My personal opinion would be, once you're doing next token prediction with this description of what Flamingo "is" in the history, then "I am not affected by this difference" is a pretty reasonable completion rather than a lucky guess. It definitely was exciting for the team that this whole example worked so nicely, but if you discard the visual side, this "illusion of an unbelievable capacity" has been seen in other works as well.

1 comments

Yeah, I didn't realize there was that additional prompt. It certainly makes more sense that if the prompt includes the description that the agent is playing the role of an AI, it would be able to deduce that it would not be affected. I was assuming there was no such indication, and so the system would be implicitly trying to predict what a human would say in that situation (since the training data is largely human-written text).

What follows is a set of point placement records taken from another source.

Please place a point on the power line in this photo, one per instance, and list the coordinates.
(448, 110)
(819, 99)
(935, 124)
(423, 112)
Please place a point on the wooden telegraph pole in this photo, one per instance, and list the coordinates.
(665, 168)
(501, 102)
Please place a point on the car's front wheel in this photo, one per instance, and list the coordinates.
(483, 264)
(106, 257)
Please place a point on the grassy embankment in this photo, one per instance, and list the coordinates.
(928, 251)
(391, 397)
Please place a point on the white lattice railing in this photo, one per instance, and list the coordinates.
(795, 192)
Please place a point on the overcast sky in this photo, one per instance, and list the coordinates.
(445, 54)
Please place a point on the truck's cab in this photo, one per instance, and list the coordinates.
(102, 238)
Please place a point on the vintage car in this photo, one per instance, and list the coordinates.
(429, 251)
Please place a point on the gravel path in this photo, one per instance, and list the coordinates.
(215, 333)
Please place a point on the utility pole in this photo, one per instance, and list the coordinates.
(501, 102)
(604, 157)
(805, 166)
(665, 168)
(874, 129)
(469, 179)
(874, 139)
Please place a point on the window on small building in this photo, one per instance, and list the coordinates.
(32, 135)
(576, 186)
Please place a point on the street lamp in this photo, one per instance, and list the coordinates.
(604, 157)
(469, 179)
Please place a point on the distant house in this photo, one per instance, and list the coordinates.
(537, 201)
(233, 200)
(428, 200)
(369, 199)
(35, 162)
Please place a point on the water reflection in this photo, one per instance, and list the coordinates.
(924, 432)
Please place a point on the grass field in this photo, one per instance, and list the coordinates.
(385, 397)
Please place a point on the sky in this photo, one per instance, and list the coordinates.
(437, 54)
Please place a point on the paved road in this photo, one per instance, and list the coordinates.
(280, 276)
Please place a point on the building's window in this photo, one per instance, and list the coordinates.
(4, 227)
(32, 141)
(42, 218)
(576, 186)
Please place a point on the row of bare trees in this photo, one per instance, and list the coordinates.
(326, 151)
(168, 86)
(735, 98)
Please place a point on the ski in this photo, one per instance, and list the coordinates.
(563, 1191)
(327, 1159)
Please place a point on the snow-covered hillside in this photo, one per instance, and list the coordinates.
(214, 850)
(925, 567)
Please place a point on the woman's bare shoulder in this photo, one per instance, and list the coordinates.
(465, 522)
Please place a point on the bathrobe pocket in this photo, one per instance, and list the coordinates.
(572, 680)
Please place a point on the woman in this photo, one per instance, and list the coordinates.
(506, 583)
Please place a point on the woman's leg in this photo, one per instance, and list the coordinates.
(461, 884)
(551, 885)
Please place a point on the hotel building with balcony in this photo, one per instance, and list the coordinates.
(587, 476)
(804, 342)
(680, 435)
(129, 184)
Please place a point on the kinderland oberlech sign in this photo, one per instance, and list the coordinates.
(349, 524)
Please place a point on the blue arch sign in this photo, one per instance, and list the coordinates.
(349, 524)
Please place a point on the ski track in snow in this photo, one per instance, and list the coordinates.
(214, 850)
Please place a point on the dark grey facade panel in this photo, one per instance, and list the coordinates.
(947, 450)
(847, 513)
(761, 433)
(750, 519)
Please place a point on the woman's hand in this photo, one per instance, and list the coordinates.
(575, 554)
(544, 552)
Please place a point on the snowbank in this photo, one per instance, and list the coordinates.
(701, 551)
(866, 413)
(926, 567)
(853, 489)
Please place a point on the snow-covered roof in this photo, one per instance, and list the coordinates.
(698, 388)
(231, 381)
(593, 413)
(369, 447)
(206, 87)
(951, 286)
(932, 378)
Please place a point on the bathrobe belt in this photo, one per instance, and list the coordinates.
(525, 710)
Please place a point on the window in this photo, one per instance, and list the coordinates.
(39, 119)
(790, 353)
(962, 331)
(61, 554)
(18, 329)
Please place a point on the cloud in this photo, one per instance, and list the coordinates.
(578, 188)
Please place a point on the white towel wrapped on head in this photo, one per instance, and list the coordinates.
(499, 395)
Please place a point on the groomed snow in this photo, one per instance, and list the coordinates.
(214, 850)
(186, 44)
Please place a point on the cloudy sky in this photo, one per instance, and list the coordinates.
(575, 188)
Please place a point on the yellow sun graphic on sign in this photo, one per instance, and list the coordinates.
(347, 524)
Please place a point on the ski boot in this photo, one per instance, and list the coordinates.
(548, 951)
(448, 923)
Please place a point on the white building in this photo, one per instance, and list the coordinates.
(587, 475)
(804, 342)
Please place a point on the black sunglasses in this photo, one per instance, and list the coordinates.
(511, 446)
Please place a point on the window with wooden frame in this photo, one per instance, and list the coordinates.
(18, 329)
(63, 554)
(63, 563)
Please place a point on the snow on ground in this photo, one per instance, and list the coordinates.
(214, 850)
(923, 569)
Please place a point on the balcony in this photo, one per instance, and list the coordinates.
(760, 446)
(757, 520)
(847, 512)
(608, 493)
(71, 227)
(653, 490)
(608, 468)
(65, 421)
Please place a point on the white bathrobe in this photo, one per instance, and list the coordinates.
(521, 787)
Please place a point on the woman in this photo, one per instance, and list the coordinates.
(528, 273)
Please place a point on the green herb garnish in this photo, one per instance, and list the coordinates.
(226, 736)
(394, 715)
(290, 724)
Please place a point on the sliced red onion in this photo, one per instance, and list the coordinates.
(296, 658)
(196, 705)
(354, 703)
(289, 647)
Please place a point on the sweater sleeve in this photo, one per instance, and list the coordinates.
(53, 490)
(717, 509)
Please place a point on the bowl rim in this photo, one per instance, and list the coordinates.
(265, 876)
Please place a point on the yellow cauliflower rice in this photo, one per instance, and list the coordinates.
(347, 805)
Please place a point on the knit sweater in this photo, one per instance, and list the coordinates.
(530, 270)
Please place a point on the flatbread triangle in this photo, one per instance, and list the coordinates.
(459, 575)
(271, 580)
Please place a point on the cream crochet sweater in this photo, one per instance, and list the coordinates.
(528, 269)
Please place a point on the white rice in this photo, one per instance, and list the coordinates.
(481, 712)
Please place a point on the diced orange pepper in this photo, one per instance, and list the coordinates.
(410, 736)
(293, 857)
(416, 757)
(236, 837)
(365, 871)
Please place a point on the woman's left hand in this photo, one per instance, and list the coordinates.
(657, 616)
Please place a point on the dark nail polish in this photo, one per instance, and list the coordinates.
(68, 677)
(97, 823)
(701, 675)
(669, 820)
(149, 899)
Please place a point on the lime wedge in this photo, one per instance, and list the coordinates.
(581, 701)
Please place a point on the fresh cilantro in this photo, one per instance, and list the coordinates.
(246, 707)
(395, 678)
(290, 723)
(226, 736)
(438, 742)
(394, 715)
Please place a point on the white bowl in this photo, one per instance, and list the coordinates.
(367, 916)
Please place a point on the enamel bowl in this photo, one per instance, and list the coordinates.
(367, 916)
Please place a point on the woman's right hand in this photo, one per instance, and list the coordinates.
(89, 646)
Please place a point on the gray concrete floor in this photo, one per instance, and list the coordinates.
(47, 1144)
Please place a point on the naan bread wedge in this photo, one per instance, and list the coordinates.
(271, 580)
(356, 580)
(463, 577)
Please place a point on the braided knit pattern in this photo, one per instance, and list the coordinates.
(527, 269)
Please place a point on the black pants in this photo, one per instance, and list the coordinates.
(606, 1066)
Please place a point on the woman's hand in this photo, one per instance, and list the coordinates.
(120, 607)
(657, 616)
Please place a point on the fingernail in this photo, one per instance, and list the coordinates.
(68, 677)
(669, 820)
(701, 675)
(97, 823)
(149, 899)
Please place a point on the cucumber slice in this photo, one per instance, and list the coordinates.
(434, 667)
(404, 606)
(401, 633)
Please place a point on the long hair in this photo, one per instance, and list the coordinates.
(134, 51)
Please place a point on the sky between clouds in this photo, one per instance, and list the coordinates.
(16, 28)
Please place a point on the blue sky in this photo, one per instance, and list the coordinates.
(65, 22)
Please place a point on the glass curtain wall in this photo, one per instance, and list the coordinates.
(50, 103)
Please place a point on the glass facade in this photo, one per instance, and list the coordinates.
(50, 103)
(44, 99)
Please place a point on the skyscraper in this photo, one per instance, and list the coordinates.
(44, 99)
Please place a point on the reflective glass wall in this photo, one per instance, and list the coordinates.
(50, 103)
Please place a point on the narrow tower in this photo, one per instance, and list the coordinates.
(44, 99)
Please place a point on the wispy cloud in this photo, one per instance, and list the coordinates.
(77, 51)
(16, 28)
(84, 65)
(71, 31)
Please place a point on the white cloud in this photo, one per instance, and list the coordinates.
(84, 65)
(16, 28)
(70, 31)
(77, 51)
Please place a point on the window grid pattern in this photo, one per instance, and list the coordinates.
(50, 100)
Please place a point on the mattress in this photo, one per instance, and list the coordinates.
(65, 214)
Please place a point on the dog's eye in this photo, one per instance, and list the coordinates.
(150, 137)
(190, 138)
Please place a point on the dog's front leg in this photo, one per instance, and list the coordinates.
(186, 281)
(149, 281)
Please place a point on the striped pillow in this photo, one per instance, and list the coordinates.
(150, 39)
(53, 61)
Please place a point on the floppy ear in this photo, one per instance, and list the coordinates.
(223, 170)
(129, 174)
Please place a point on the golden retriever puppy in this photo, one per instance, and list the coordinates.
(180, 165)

Still, you could imagine a parallel version of Flamingo which performs the same reasoning, but is artificially slowed when shown Stroop images. Obviously, there would be no way for it to deduce this fact from the training data, and it would not be able to say that it is also affected as humans are.

I don't mean to say that this is some great failing of the system or anything - just that a casual reader might infer from the Stroop dialogue that the system had some way to inspect and reason about its own performance, when in fact it's just estimating what it thinks would be true for AI systems (since it was told that it's an AI system in the prompt) in general based on the training corpus.